1.BÖLÜM

189 23 5
                                    

Kendime gelmemle vücudumun soğuk bir yerle temas halinde olduğunu hissettim. Gözlerimi daha açamıyordum bile. Biraz daha odaklanıp gözlerimi açmamla bir sedyede olduğumu fark ettim ellerim ayaklarım bağlanmış üstüm çıplak sadece yeşil bir örtüyle vücudumun kapandığını fark ettim.. Her yerim uyuşmuş bir şekildeydi . Nasıl olduğunu neden buraya geldiğini burda ne işim olduğunu anlamaya çalışıyordum.. Ama hiçbirşey aklıma gelmiyordu. Nerdeydim ben böyle... Nasıl gelmiştim.

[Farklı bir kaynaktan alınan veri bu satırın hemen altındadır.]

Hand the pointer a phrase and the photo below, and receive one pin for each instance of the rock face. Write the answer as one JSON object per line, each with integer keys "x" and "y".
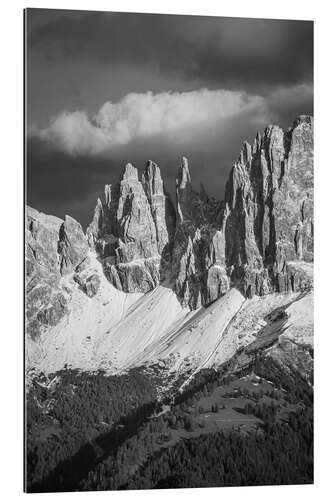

Kalkmaya çalıştığım anda karnımda oluşan büyük acıyla inledim.. Ellerimi çözmeye çalışıyordum. Boşunaydı. Bağırıyordum. Haykırıyordum. Yine boşunaydı. Kimse yoktu etrafıma bakındım ve her yerin döküntü içinde olduğunu gördüm.Her tarafta cam kırıkları vardı... Önümde koskacaman bir camın kırılmış son haline bakıyordum. Muhtemelen o camın öteki tarafından beni izleyenler vardı. Peki şimdi nerdeydiler. Neden her yer döküntü içindeydi. Daha önemlisi burdan nasıl çıkacaktım yine kendimi sarsmaya bir sağa bir sola hareket ederek ellerimi çözmeye başlayınca aniden sol elimde bi acı hissedim. Camın kırılan parcasindan biri sol elime düşmüş olmalıydı.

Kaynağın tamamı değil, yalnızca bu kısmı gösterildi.